Sundarar refers to Isaignaniyar in the Tiruthonda Thogai, a hymn to Nayanar saints, which is the first compilation of the list. It is disputed if Sundarar enlists his parents as Nayanars in the hymn or he just names them in the last verse, which is a "signature-verse" (the last verse normally contained information about the poet of the work). However, in the second listing of the Nayanars, Nambi Andar Nambi formally includes Isaignaniyar in the list. He praises Sundarar's mother as a queen.

Isaignaniyar is worshipped in the Tamil month of Chithirai, when the moon crossed into the Chitrai nakshatra (lunar mansion). She is depicted standing with folded hands (see Anjali mudra). She receives collective worship as part of the 63 Nayanars. Their icons and brief accounts of his deeds are found in many Shiva temples in Tamil Nadu. Their images are taken out in procession in festivals.
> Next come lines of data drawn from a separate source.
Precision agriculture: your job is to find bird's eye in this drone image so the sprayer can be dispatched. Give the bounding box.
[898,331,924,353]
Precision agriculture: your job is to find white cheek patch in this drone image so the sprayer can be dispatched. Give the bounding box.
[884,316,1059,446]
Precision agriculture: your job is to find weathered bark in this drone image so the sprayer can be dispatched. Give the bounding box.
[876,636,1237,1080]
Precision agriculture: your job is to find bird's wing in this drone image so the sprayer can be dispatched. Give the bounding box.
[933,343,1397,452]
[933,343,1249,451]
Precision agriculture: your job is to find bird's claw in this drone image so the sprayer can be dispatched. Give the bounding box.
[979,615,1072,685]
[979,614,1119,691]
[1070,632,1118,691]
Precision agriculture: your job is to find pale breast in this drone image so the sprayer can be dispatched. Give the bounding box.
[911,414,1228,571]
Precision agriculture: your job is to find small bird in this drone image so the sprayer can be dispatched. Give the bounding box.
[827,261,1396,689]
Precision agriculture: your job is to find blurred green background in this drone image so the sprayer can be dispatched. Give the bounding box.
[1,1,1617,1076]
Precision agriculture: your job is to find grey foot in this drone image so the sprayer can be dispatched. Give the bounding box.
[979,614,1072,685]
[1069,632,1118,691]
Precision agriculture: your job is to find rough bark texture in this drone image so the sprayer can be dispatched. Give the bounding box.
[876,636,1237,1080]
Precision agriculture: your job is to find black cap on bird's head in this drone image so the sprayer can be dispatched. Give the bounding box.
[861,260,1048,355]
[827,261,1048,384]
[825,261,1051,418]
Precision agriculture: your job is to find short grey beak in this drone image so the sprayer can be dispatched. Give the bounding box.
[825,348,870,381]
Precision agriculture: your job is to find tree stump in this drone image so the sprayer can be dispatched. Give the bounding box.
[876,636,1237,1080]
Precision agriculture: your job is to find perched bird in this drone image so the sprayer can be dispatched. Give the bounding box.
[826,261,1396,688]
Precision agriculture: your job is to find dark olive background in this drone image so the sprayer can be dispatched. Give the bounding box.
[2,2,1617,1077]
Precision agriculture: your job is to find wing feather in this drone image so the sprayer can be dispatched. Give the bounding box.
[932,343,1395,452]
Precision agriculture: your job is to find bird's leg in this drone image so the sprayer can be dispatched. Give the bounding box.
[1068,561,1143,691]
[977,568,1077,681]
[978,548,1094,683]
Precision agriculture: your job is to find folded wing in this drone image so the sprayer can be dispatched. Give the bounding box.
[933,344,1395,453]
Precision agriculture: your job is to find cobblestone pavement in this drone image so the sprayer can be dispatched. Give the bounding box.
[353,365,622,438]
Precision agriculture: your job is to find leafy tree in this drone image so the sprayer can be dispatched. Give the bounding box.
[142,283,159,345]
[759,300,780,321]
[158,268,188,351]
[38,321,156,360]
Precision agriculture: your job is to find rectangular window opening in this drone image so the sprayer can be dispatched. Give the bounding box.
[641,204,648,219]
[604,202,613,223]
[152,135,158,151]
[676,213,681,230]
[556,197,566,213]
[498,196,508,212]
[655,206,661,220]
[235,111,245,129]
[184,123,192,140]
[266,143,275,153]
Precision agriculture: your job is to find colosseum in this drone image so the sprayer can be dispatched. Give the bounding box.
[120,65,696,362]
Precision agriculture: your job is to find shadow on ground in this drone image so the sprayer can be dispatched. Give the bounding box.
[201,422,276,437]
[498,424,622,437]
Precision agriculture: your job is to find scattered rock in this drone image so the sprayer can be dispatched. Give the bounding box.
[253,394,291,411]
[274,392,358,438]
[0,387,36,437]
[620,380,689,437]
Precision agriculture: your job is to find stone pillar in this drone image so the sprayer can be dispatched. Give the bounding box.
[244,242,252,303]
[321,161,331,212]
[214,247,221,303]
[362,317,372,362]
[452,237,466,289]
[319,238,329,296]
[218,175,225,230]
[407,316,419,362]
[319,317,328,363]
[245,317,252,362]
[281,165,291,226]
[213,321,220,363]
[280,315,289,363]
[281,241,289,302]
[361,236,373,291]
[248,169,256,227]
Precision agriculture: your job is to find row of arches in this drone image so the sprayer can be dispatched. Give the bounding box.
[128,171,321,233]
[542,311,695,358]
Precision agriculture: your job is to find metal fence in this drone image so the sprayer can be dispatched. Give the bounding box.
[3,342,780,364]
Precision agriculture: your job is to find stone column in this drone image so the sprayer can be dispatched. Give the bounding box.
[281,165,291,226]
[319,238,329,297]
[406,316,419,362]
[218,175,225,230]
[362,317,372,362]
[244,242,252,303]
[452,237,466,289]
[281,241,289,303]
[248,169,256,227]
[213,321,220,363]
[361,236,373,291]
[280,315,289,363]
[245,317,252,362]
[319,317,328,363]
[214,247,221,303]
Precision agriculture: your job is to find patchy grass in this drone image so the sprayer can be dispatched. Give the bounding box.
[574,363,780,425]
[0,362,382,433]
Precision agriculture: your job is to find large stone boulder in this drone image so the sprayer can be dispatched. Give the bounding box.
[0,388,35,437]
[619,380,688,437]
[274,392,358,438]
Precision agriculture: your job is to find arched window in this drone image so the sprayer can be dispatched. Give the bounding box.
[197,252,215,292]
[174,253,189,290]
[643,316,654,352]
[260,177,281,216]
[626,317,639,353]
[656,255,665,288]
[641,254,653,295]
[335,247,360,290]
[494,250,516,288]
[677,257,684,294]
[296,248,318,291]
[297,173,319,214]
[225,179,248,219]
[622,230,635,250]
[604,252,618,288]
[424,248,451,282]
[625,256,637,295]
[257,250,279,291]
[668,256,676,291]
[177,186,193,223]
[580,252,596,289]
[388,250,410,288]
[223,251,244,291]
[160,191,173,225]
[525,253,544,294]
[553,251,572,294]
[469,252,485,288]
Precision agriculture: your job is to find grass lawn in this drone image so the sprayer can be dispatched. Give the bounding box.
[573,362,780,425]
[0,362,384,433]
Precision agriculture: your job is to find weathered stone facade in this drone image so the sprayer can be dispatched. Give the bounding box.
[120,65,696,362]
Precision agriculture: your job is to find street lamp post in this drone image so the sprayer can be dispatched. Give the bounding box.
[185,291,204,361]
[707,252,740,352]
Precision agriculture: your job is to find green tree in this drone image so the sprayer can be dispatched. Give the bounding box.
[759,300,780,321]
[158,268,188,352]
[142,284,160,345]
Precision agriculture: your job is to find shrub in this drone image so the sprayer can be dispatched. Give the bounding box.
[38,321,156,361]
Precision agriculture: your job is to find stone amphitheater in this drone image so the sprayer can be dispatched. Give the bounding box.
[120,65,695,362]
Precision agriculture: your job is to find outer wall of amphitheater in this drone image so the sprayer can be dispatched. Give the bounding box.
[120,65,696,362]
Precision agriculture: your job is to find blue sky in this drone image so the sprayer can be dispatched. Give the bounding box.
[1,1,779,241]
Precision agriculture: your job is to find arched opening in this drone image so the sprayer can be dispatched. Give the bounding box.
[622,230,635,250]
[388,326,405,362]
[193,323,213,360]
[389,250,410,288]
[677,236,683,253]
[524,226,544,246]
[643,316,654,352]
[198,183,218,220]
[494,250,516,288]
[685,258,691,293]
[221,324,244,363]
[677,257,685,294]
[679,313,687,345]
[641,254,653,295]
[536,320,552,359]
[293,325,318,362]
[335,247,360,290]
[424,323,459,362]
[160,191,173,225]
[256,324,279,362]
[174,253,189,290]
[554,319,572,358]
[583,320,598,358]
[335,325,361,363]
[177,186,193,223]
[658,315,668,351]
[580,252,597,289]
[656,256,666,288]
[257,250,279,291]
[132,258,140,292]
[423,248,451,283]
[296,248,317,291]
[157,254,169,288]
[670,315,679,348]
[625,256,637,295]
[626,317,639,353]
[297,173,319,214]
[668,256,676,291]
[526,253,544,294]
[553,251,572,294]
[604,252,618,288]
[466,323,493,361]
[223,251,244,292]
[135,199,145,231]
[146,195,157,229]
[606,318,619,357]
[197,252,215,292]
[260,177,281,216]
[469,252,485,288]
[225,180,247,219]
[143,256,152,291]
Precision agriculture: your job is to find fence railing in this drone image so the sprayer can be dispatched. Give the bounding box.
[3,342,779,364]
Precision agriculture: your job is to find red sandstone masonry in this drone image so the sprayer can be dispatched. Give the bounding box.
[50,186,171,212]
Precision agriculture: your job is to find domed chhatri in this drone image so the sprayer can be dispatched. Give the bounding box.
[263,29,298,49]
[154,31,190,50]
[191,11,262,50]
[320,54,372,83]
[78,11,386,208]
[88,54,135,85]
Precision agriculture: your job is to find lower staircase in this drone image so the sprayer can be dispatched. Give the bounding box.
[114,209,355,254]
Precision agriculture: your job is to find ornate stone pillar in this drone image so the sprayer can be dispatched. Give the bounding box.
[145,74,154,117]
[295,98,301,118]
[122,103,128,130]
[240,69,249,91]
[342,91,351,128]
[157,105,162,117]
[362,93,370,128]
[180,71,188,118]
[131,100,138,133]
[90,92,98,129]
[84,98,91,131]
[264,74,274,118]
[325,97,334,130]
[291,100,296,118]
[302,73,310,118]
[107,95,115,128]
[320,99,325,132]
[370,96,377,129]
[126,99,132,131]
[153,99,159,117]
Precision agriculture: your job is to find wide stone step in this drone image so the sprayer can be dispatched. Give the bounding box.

Isaignaniyar is one of three female Nayanar saints, the others being the poet Karaikkal Ammaiyar and the Pandya queen Mangayarkkarasiyar. The inclusion of only three women in the Nayanars is interpreted as the influence of a patriarchal society. While the account of Karaikkal Ammaiyar is detailed, the life of Isaignaniyar and Mangayarkkarasiyar is explained in brief in the Periya Puranam. Sundarar's mother Isaignaniyar and another notable Nayanar Sambandar’s "foster-mother" Mangayarkkarasiyar were included in the list due to their maternal links.